The significance is a statistical term that tells how sure you are that a difference between two tests exists and is not due to a too small test sample size.
For example, if you determine that 60% of your customers prefer blue shoes vs 40% that prefer red shoes based on a total of 10 customers, it has not the same level of reliability that if you obtain the same results based on 10k customers.
To summarize, showing the statistical significance of a test is
How to calculate the statistical significance?
There are many calculators available online. I have chosen two of them because they work in a different way.
- This calculator from Hubspot : it gives you afterwards the reliability percentage of your test based on the data resulting from your test.
- This sample-size calculator by Optimizely that tell you how long you should run your test to obtain results with a statistical significance
What confidence level should be used for the statistical significance?
I often see two confidence percentage values used for the statistical significance: 99% and 95%. Those values are often used in research and online marketers tend to use them also.
But online marketing is not a science. I honestly don’t think that such percentages of confidence level are necessary for every test. It is important to evaluate the risks in order to determine if a high confidence level is needed.
As given in example in this article, If you have a 75% chance to make a million dollars and 25% chance to lose $1,000 then odds are you’re up for the bet. But if you have a 55% chance of making a million and a 45% chance of losing a million then chances are you’ll pass on the opportunity. If the proposed opportunity has a high risk and low reward then you should be more concerned about taking the bet. But if the bet has a low risk for a high reward then maybe it worths taking it.
How to apply this to online marketing? Well, it depends on what your test is based on. If it is to select ad copies, to chose between call to actions on your landing page, or to pick the colour of a button, then having a confidence level around 80% is fine.

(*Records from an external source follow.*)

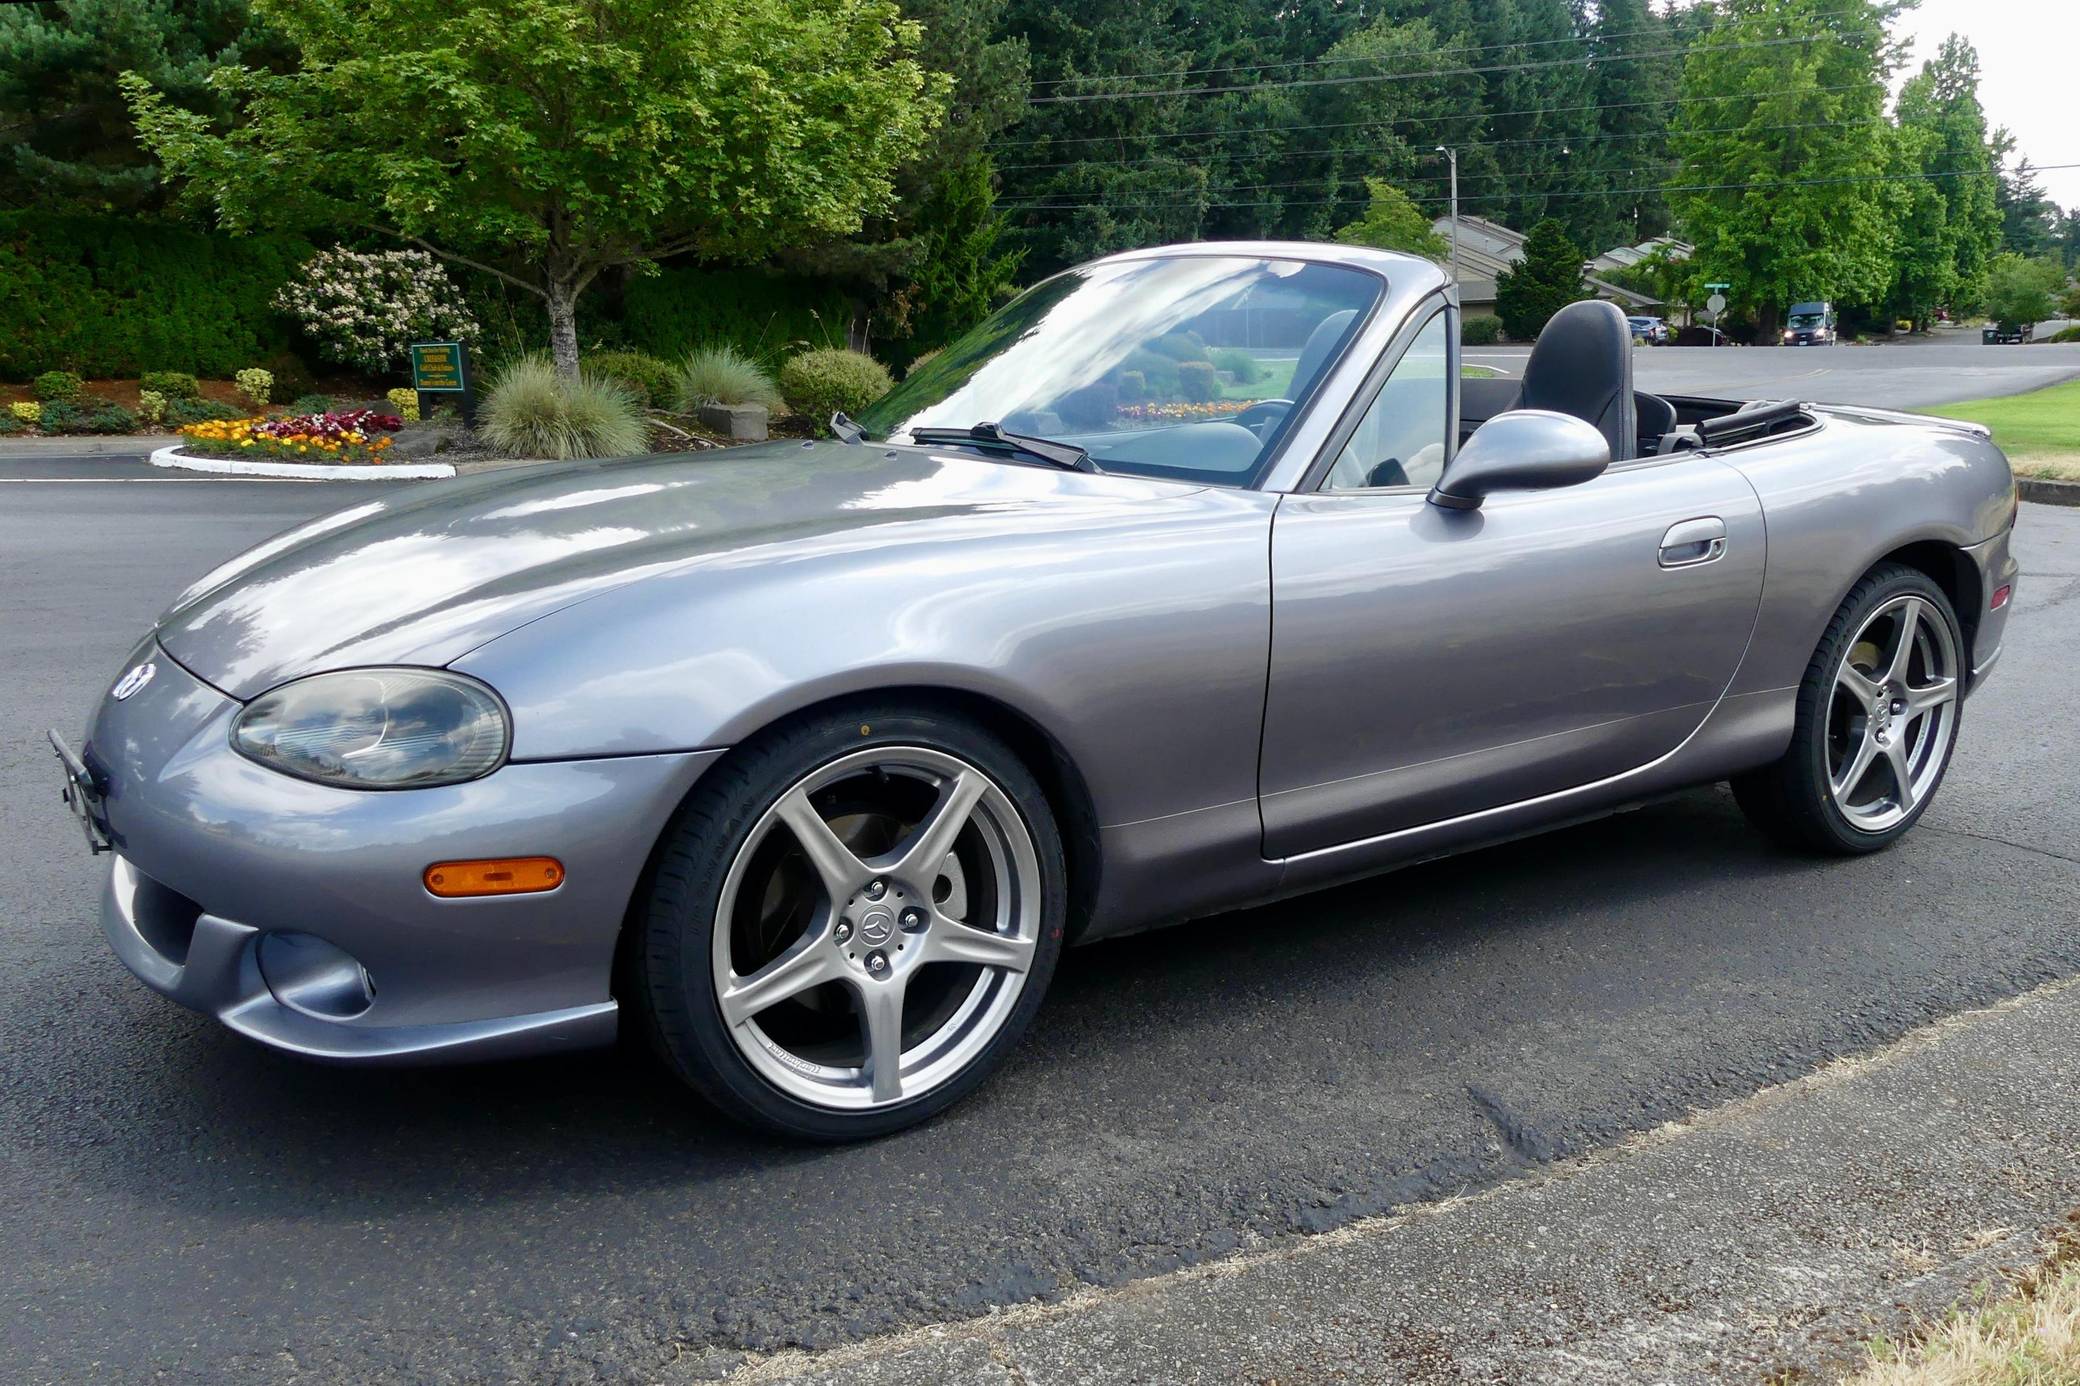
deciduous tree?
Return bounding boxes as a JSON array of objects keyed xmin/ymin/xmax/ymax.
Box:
[
  {"xmin": 1670, "ymin": 0, "xmax": 1904, "ymax": 337},
  {"xmin": 1334, "ymin": 178, "xmax": 1448, "ymax": 258},
  {"xmin": 126, "ymin": 0, "xmax": 947, "ymax": 378}
]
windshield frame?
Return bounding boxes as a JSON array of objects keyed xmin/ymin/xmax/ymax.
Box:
[{"xmin": 861, "ymin": 249, "xmax": 1394, "ymax": 491}]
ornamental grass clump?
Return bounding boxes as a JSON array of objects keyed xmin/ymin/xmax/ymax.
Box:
[
  {"xmin": 480, "ymin": 355, "xmax": 648, "ymax": 461},
  {"xmin": 676, "ymin": 344, "xmax": 781, "ymax": 411},
  {"xmin": 778, "ymin": 348, "xmax": 892, "ymax": 422}
]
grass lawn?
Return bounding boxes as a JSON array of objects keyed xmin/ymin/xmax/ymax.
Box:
[{"xmin": 1925, "ymin": 378, "xmax": 2080, "ymax": 481}]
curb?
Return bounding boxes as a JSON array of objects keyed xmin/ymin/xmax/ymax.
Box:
[
  {"xmin": 2019, "ymin": 476, "xmax": 2080, "ymax": 507},
  {"xmin": 148, "ymin": 443, "xmax": 454, "ymax": 481}
]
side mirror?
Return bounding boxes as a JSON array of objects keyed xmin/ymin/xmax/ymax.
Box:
[{"xmin": 1427, "ymin": 409, "xmax": 1611, "ymax": 510}]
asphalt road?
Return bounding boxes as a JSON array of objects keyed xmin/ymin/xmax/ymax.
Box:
[
  {"xmin": 1466, "ymin": 334, "xmax": 2080, "ymax": 408},
  {"xmin": 4, "ymin": 478, "xmax": 2079, "ymax": 1383}
]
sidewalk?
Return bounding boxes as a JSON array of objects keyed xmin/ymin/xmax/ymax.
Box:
[{"xmin": 718, "ymin": 977, "xmax": 2080, "ymax": 1385}]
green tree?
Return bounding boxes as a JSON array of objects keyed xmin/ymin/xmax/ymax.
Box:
[
  {"xmin": 896, "ymin": 157, "xmax": 1023, "ymax": 363},
  {"xmin": 1669, "ymin": 0, "xmax": 1904, "ymax": 337},
  {"xmin": 125, "ymin": 0, "xmax": 947, "ymax": 378},
  {"xmin": 1334, "ymin": 178, "xmax": 1448, "ymax": 258},
  {"xmin": 1494, "ymin": 217, "xmax": 1584, "ymax": 339},
  {"xmin": 1992, "ymin": 129, "xmax": 2060, "ymax": 258},
  {"xmin": 0, "ymin": 0, "xmax": 289, "ymax": 211},
  {"xmin": 1978, "ymin": 253, "xmax": 2063, "ymax": 330},
  {"xmin": 1887, "ymin": 35, "xmax": 2001, "ymax": 329}
]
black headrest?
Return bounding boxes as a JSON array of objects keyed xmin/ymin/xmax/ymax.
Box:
[{"xmin": 1516, "ymin": 300, "xmax": 1637, "ymax": 461}]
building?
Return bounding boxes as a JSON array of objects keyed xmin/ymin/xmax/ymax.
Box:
[{"xmin": 1429, "ymin": 214, "xmax": 1666, "ymax": 320}]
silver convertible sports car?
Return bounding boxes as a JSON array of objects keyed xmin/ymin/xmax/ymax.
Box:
[{"xmin": 55, "ymin": 243, "xmax": 2019, "ymax": 1140}]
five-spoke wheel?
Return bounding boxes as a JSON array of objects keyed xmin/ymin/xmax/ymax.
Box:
[
  {"xmin": 1734, "ymin": 563, "xmax": 1964, "ymax": 853},
  {"xmin": 634, "ymin": 706, "xmax": 1065, "ymax": 1140}
]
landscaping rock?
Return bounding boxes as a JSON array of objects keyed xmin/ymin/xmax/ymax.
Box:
[
  {"xmin": 384, "ymin": 425, "xmax": 466, "ymax": 459},
  {"xmin": 696, "ymin": 402, "xmax": 769, "ymax": 442}
]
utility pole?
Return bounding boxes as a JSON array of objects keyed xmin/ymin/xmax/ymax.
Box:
[{"xmin": 1435, "ymin": 145, "xmax": 1458, "ymax": 284}]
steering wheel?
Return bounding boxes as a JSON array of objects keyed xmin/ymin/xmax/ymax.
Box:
[{"xmin": 1231, "ymin": 399, "xmax": 1293, "ymax": 435}]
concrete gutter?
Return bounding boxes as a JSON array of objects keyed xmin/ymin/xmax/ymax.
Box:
[{"xmin": 716, "ymin": 976, "xmax": 2080, "ymax": 1385}]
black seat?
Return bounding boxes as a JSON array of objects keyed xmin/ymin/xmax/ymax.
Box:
[
  {"xmin": 1515, "ymin": 300, "xmax": 1637, "ymax": 461},
  {"xmin": 1635, "ymin": 390, "xmax": 1676, "ymax": 451}
]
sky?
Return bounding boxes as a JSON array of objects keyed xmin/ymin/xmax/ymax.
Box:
[{"xmin": 1891, "ymin": 0, "xmax": 2080, "ymax": 207}]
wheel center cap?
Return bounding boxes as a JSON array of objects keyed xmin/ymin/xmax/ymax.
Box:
[{"xmin": 856, "ymin": 907, "xmax": 896, "ymax": 947}]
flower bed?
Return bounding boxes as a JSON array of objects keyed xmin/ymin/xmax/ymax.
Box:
[
  {"xmin": 1114, "ymin": 399, "xmax": 1254, "ymax": 422},
  {"xmin": 179, "ymin": 408, "xmax": 405, "ymax": 464}
]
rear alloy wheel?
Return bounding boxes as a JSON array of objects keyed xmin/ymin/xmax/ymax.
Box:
[
  {"xmin": 635, "ymin": 708, "xmax": 1064, "ymax": 1140},
  {"xmin": 1733, "ymin": 564, "xmax": 1963, "ymax": 853}
]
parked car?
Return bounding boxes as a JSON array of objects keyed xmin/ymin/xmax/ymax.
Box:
[
  {"xmin": 1783, "ymin": 300, "xmax": 1837, "ymax": 345},
  {"xmin": 1983, "ymin": 321, "xmax": 2034, "ymax": 344},
  {"xmin": 1626, "ymin": 314, "xmax": 1670, "ymax": 344},
  {"xmin": 55, "ymin": 243, "xmax": 2019, "ymax": 1141}
]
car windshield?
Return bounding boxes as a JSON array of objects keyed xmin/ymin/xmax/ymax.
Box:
[
  {"xmin": 854, "ymin": 255, "xmax": 1384, "ymax": 487},
  {"xmin": 1789, "ymin": 312, "xmax": 1826, "ymax": 328}
]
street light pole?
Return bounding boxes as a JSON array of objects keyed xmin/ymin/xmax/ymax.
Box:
[{"xmin": 1435, "ymin": 145, "xmax": 1458, "ymax": 284}]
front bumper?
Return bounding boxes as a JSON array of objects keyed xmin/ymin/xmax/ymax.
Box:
[{"xmin": 80, "ymin": 643, "xmax": 724, "ymax": 1063}]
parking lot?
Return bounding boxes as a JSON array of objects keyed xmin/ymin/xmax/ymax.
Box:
[{"xmin": 2, "ymin": 424, "xmax": 2077, "ymax": 1378}]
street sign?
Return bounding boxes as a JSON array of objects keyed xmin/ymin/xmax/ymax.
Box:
[
  {"xmin": 408, "ymin": 340, "xmax": 474, "ymax": 427},
  {"xmin": 1704, "ymin": 281, "xmax": 1731, "ymax": 290},
  {"xmin": 411, "ymin": 341, "xmax": 467, "ymax": 392}
]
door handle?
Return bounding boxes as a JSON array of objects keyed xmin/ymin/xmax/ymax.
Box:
[{"xmin": 1659, "ymin": 516, "xmax": 1727, "ymax": 568}]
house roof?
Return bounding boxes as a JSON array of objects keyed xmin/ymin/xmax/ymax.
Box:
[{"xmin": 1429, "ymin": 214, "xmax": 1662, "ymax": 310}]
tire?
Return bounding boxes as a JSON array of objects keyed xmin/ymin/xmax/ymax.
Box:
[
  {"xmin": 1732, "ymin": 563, "xmax": 1964, "ymax": 854},
  {"xmin": 631, "ymin": 702, "xmax": 1067, "ymax": 1141}
]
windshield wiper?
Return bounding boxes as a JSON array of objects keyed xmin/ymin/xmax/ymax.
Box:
[{"xmin": 908, "ymin": 421, "xmax": 1100, "ymax": 474}]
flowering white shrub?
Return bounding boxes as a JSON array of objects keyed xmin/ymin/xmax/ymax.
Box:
[{"xmin": 274, "ymin": 249, "xmax": 479, "ymax": 374}]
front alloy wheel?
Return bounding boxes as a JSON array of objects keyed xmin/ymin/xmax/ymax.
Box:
[{"xmin": 634, "ymin": 706, "xmax": 1065, "ymax": 1140}]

When can I ignore statistical significance?
Well, never. If you are professional you should be familiar with statistical significance and evaluate the risk of not measuring it. In some cases, if a clear trend is observed, you could decide to stop the test earlier.
The result of the test will become estimated based on your available data. You have to evaluate if the variation between the two tests is somehow relevant and if the precision of your data sufficient enough to pick a winner.
This can be used for example when your current landing page conversion rate is really low: if you measure that your new landing pages tested have already better performances after a small time frame, you will accept to go-live with your new landing pages and this, even before reaching the statistical significance.